PDS Aftermath. Which way NQP?

Peter Lobsinger plobsing at gmail.com
Wed Feb 2 03:18:48 UTC 2011


On Tue, Feb 1, 2011 at 7:43 PM, Mike Heise <michael.b.heise at gmail.com> wrote:
> Isn't Winxed already roughly JS with minimal changes to access Parrot internals?

This is a common misconception that I'd like to be cleared up if we
are to seriously consider Winxed as a language for this purpose. It is
superficially similar to JavaScript in syntax, but it is by no means a
clone, and anyone familiar with JavaScript will find this out within
the first 5 minutes (I *have* written code that is valid and
equivalent in JavaScript and Winxed, but it is no cakewalk). This
isn't a bad thing though. Many aspects not copied from JavaScript are
clumsy, inappropriate for Parrot, or otherwise undesirable. For
example, the object system in Winxed is a straightforward mapping of
Parrot's object system, whereas JavaScript's prototype-based object
system would require some heroics to get working under Parrot
currently.

I would describe Winxed as another language in the C tradition,
influenced by JavaScript with touches of C#, which delegates most of
its runtime behaviour to the intelligent defaults built into Parrot.

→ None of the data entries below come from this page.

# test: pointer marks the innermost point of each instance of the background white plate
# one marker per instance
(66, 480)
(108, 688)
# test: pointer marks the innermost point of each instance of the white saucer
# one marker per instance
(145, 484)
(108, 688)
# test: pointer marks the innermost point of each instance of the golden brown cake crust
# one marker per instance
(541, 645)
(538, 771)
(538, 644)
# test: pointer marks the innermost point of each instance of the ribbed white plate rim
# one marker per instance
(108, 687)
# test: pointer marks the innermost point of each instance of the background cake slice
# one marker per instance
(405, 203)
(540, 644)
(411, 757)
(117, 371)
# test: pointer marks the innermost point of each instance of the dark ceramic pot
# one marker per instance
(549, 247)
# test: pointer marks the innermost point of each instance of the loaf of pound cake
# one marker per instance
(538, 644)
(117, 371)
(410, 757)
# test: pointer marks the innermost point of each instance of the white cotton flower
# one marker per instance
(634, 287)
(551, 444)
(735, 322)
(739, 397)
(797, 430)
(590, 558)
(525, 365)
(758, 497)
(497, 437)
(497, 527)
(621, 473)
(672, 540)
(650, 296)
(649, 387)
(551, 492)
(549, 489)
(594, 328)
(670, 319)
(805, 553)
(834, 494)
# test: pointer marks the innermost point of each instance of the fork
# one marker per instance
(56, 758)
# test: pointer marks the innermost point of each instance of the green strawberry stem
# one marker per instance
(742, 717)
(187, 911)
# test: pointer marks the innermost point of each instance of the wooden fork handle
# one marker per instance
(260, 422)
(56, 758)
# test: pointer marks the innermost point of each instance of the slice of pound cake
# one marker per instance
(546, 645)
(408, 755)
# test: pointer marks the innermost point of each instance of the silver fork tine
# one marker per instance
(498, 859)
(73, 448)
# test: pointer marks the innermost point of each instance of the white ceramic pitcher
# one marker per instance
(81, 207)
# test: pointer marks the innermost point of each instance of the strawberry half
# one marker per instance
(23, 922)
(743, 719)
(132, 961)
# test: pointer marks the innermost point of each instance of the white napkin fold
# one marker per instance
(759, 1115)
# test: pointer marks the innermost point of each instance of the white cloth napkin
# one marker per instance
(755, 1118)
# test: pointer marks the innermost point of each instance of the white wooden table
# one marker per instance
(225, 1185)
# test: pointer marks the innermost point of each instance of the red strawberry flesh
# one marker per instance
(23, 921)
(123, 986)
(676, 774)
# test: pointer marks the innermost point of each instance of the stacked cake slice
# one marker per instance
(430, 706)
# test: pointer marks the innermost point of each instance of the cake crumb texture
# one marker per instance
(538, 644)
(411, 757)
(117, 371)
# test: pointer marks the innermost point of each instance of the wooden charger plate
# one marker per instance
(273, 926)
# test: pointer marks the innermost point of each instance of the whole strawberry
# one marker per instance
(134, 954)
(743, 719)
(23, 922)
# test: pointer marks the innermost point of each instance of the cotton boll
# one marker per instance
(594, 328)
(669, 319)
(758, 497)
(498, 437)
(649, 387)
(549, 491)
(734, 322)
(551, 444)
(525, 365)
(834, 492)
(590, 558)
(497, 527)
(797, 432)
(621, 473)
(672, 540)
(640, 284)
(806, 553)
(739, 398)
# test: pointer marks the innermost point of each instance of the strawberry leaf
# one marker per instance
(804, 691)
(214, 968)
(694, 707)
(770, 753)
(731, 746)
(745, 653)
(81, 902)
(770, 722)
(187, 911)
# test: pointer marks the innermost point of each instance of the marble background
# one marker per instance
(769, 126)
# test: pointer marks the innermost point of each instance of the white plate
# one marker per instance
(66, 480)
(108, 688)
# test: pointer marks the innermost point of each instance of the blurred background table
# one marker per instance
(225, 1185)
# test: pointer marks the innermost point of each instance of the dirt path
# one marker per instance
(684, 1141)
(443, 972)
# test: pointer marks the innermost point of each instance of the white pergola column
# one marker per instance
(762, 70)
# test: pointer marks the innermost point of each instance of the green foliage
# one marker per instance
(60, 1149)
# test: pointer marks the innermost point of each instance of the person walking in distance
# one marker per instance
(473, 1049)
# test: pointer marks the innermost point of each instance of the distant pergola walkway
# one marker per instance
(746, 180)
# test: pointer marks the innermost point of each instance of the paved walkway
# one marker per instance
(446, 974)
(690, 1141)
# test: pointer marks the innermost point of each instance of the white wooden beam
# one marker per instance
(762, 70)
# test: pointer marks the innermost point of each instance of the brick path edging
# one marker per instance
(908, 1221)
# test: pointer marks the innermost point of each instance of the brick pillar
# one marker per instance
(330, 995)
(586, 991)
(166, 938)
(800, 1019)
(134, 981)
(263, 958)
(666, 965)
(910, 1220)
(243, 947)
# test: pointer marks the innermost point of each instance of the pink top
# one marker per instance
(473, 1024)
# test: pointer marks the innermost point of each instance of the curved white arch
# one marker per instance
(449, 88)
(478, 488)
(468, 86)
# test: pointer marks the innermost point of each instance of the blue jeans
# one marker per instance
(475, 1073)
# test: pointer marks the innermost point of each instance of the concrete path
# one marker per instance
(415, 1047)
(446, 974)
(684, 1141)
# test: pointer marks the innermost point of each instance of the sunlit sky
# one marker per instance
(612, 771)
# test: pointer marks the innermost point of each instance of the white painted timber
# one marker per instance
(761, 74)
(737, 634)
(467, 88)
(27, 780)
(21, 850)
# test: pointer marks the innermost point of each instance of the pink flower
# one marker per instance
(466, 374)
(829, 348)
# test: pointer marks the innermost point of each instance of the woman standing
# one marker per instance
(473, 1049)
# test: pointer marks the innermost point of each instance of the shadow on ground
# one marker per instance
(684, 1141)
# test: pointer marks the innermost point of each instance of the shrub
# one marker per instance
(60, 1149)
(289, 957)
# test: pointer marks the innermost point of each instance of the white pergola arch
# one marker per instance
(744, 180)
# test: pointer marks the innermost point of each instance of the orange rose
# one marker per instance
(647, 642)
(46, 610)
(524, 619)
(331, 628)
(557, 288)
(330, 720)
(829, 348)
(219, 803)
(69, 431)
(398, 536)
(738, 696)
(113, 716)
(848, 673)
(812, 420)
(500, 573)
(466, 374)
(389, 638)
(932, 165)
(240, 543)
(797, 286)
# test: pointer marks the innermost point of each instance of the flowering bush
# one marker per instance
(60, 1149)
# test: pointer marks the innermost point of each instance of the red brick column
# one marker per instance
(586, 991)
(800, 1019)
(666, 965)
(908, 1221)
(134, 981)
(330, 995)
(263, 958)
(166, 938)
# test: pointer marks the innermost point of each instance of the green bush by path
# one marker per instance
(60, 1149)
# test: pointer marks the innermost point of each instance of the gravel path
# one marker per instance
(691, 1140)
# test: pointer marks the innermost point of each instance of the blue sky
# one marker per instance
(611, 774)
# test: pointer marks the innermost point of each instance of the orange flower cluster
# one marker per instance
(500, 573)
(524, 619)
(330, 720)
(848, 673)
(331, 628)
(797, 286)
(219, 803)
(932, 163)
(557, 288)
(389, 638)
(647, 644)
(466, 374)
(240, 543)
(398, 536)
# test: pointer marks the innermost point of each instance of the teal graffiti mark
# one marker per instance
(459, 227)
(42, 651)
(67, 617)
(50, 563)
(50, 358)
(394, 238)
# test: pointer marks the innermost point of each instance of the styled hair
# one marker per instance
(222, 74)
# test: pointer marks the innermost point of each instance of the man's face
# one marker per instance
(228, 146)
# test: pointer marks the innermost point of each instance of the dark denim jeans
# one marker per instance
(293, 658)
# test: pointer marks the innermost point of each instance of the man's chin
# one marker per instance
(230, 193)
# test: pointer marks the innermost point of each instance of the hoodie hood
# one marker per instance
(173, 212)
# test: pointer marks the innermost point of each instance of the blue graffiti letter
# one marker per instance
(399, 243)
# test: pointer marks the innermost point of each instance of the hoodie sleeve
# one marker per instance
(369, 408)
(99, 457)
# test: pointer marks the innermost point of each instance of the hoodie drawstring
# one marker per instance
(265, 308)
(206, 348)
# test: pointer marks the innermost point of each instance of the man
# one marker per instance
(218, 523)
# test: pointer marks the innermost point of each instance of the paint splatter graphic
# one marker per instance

Based on the above I would say the only of chromatic's criteria met by
Winxed is "more pleasant to write than PIR". There is not a long
history for this language, nor does it have a published standard. I
even have some difficulty in describing the language as "small"
(smaller than NQP, certainly; but not minimalist, which could reduce
problems in a tight bootstrap-loop).

Of the languages currently implemented on Parrot, as they are
currently implemented, I'd say Winxed is the most suitable.

If we were to attempt to meet all of the criteria set forth by
chromatic, I'd suggest we look at much smaller languages (think
scheme, forth, etc), both for the bootstrap-tightness issue mentioned
above, and for reduced burden of language maintenance generally. I
trust, however, that these are not more pleasant than PIR for a
sufficient number of Parrot developers.